Few-Shot Learning
Use examples to steer model behavior without fine-tuning. The most underrated prompting technique.
What Is Few-Shot Learning?
Few-shot learning means including examples of desired input/output pairs directly in your prompt. The model infers the pattern and applies it to new inputs — no fine-tuning required.
It's the fastest way to teach a model your specific style, format, or domain conventions.
Zero-Shot vs One-Shot vs Few-Shot
Zero-shot — No examples. Relies entirely on model's training. Use for simple, well-defined tasks.
One-shot — One example. Useful when the pattern is clear and one demonstration is sufficient.
Few-shot — Two to five examples. Use when the pattern is nuanced, or zero/one-shot produces inconsistent results.
More than five examples rarely improves performance and adds token cost.

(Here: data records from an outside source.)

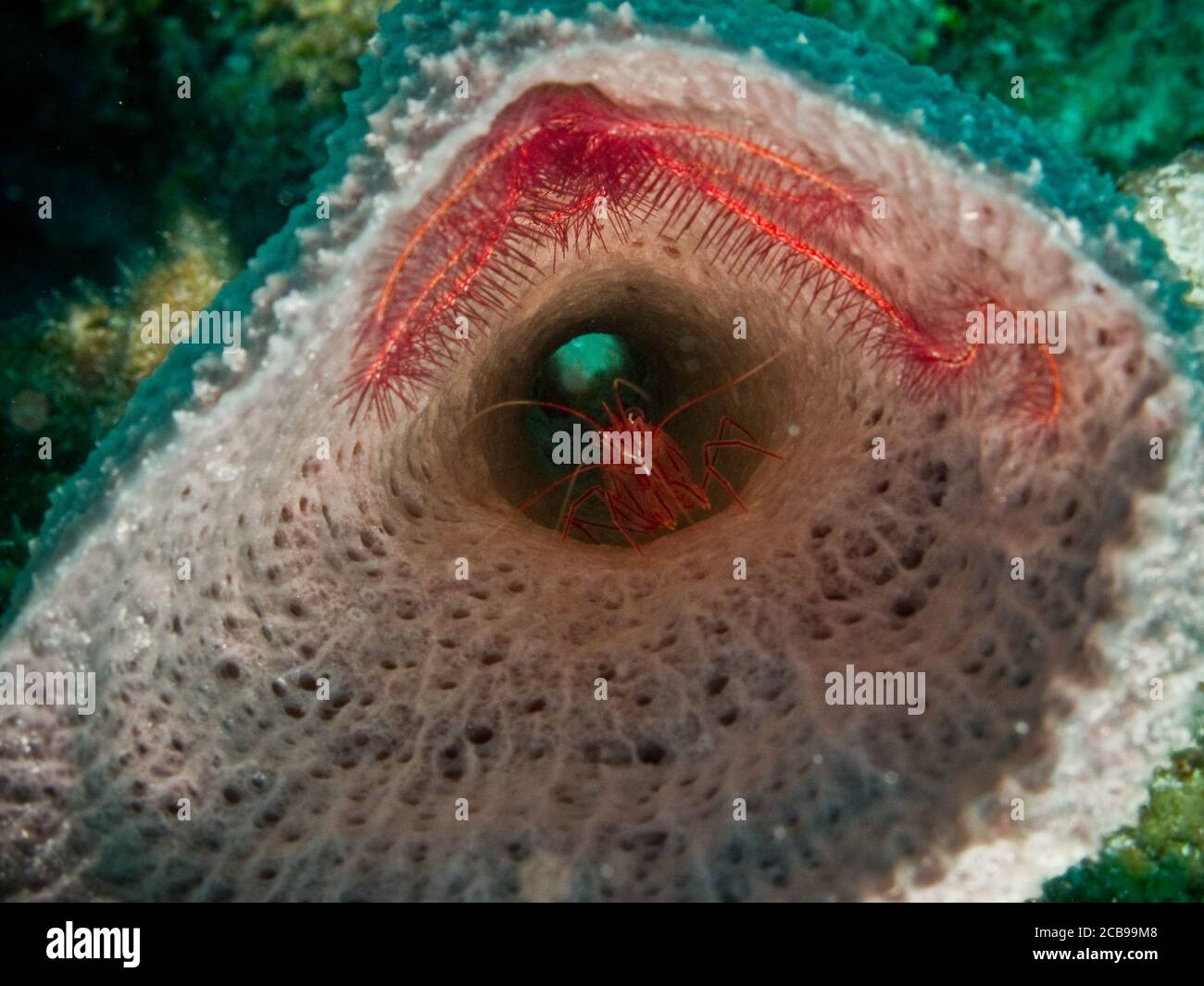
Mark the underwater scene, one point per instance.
(583, 452)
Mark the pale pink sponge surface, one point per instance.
(377, 682)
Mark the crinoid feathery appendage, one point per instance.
(922, 499)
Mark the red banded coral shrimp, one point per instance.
(645, 497)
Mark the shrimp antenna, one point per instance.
(548, 405)
(721, 388)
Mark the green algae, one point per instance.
(1162, 856)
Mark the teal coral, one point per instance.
(1070, 56)
(1160, 857)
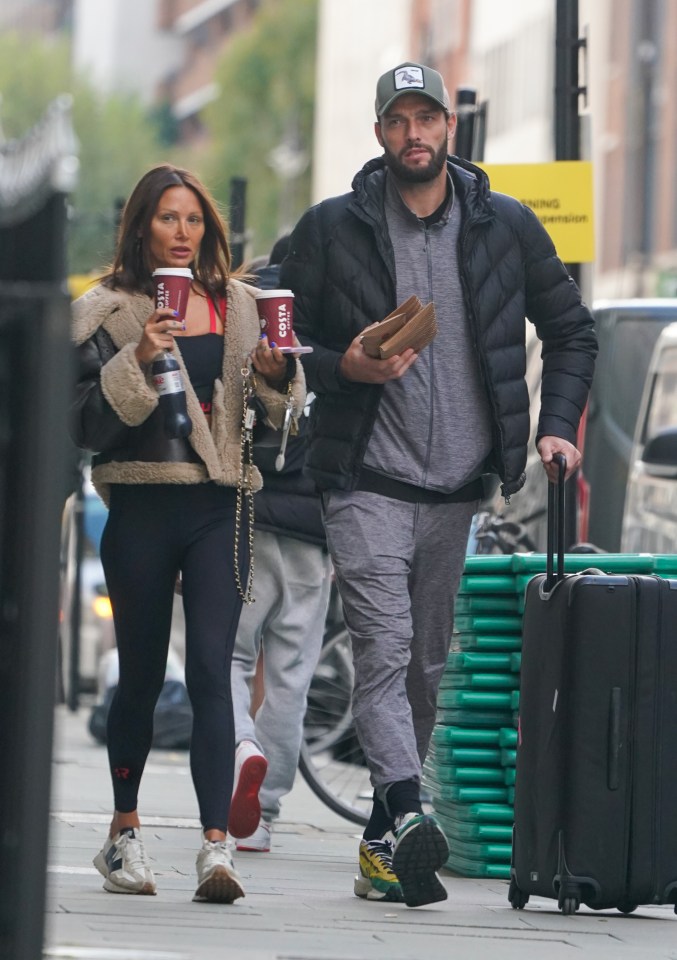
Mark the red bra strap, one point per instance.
(212, 313)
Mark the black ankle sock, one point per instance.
(379, 821)
(403, 796)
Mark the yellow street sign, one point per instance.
(79, 283)
(560, 194)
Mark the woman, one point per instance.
(175, 505)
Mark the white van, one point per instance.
(650, 512)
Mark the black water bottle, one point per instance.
(168, 382)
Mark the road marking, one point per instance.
(73, 817)
(109, 953)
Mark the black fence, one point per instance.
(36, 175)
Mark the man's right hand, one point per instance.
(359, 366)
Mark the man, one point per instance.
(398, 447)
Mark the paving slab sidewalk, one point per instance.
(299, 903)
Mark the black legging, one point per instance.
(152, 532)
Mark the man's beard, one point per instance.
(416, 174)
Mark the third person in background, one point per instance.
(285, 626)
(399, 446)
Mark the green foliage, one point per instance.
(117, 141)
(267, 84)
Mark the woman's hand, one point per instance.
(269, 361)
(157, 335)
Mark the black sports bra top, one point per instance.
(203, 356)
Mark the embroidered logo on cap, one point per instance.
(406, 77)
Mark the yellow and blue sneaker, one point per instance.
(376, 880)
(421, 848)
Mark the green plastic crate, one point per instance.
(464, 736)
(480, 603)
(470, 660)
(441, 753)
(476, 699)
(451, 773)
(460, 680)
(476, 812)
(484, 832)
(507, 737)
(477, 869)
(500, 642)
(459, 717)
(491, 623)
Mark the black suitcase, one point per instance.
(596, 781)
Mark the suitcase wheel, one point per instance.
(518, 898)
(569, 905)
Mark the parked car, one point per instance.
(650, 515)
(627, 331)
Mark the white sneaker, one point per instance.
(259, 842)
(245, 809)
(124, 864)
(218, 880)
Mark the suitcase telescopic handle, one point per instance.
(555, 536)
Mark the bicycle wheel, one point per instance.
(331, 760)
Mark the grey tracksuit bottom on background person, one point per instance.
(398, 566)
(292, 581)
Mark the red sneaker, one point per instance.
(245, 809)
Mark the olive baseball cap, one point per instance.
(410, 78)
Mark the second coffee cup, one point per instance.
(276, 313)
(172, 288)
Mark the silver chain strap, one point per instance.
(244, 485)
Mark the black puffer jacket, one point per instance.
(341, 268)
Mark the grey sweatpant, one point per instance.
(398, 567)
(292, 580)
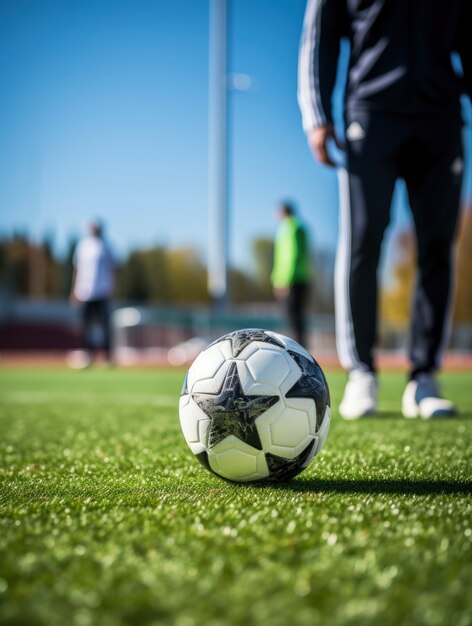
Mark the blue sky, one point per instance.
(103, 112)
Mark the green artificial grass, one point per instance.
(107, 518)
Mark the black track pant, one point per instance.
(427, 154)
(296, 305)
(96, 313)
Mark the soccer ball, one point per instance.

Constructing Good Examples
Good few-shot examples are:
- Representative — Cover the typical case, not the easy case
- Diverse — Show variation in inputs without changing the pattern
- Exact — Your output examples should be exactly the format you want replicated
Bad few-shot examples give the model conflicting signals. If your examples aren't consistent, neither will be the output.
Few-Shot for Classification
Classify the sentiment of each review as POSITIVE, NEGATIVE, or NEUTRAL.
Review: "The product exceeded every expectation." → POSITIVE
Review: "Arrived broken. Terrible packaging." → NEGATIVE
Review: "It's fine, does what it says." → NEUTRAL
Review: "{new review}" →
Few-Shot for Format Control
When you need precise output structure (JSON, YAML, custom schema), show the model an example of the exact output. This is more reliable than describing the format in words.